The gilt moves yesterday partly reflected wider global bond market jitters.
But they also represented a less than favourable verdict on Labour’s reported decision to bring in Left-wing pensions minister Torsten Bell to help write the Budget.
Julian Jessop, economics fellow at the Institute of Economic Affairs, a free market think-tank, said markets were ‘not thrilled’ about Mr Bell having a bigger say ‘presumably because this makes spending cuts even less likely’.
The Chancellor is dependent on investors who finance Britain’s borrowing by buying gilts – but are now worried about her ability to balance the books as forecasts suggest she faces a financial black hole of up to £50billion.
And on Friday, ratings agency Fitch sounded the alarm over the success of Labour backbenchers recently in derailing welfare reforms and winter fuel payment cuts – which it said had increased the risks of her failing to make the sums add up.

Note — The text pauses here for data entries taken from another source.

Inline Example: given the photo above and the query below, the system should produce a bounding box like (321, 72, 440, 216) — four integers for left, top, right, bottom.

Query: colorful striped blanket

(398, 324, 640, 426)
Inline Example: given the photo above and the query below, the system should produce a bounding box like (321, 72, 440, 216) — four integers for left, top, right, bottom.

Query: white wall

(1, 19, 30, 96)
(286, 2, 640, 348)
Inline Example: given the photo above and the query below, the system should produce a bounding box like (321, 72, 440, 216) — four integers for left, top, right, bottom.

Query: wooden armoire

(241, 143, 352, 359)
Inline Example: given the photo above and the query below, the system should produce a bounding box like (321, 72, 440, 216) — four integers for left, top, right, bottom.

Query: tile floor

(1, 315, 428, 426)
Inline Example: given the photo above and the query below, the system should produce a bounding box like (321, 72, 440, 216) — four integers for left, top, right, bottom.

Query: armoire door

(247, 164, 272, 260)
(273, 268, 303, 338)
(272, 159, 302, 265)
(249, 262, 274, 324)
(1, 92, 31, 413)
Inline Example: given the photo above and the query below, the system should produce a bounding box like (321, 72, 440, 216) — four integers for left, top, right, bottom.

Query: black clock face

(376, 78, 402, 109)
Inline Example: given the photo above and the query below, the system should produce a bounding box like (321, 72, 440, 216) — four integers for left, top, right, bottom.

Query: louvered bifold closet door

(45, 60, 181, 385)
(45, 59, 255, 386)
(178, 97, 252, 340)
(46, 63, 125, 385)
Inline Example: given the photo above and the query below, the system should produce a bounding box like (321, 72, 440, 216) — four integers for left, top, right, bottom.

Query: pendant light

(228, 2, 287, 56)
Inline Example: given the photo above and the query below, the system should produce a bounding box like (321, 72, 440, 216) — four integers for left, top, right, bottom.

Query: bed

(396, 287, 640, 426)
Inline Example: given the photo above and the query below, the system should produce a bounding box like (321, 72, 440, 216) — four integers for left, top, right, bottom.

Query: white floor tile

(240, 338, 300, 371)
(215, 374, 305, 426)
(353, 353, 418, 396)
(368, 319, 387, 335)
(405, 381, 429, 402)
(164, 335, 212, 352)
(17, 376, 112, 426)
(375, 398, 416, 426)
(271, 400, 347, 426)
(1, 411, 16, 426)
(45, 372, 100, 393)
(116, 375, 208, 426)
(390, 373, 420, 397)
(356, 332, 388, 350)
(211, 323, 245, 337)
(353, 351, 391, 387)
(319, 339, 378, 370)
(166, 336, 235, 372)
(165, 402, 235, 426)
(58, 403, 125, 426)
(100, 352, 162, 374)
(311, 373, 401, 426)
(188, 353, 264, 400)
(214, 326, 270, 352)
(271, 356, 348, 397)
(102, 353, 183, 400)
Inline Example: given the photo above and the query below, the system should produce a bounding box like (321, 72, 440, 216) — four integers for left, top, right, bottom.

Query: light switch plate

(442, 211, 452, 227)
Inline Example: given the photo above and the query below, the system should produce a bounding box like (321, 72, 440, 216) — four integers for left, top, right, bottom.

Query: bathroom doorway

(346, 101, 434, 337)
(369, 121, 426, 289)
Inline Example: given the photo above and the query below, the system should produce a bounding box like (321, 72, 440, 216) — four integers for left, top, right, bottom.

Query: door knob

Leading economists warned over the weekend that Ms Reeves could be on course to follow in the footsteps of a previous Labour Chancellor, Denis Healey, who was forced to go cap in hand to the International Monetary Fund in 1976.
Ms Reeves looks increasingly likely to respond to the pressure by staging a mammoth tax raid.
Speculation suggests the Chancellor could target pensions, property sales, or inheritance tax – or hike taxes for hard-working families by stealth by freezing income tax thresholds.
But critics say that risks doing even more damage and Labour must instead make cuts.
Tory business spokesman Andrew Griffith said the latest increase in gilt yields showed that ‘Labour’s reckless spending is hammering taxpayers’.
He added: ‘Every time this rate goes up, it’s an even heavier burden on the shoulders of the next generation. We’ve got a huge problem on our hands, and cutting spending is the only way to solve it.’
The fear is that further tax hikes could add to the damage already done by the Chancellor in her previous Budget, when she announced a £25billion raid on employer national insurance.
That has made it more expensive for employers to hire – especially affecting low-paid or part-time staff – and been blamed for a rise in unemployment.
Yesterday, analysts at Deutsche Bank said the stage was set for what had been a brighter period for the jobs market to come to an end.
‘The end of 2024 and early 2025 are likely to have been a sweet spot with real wage growth set to slow and fear of unemployment set to build from here,’ they said.
Deutsche’s experts said that consumer confidence appeared to ‘remain subdued’ and that according to its ‘fear index’ of economic indicators ‘things may be getting worse’.
That helped send UK retail shares sliding, with Primark owner Associated British Foods down 4 per cent, B&Q owner Kingfisher off by 4.3 per cent and Wickes by 8.6 per cent.
The FTSE 100 index of leading stocks retreated from a record closing high seen last week, falling by 55.6 points or 0.6 per cent.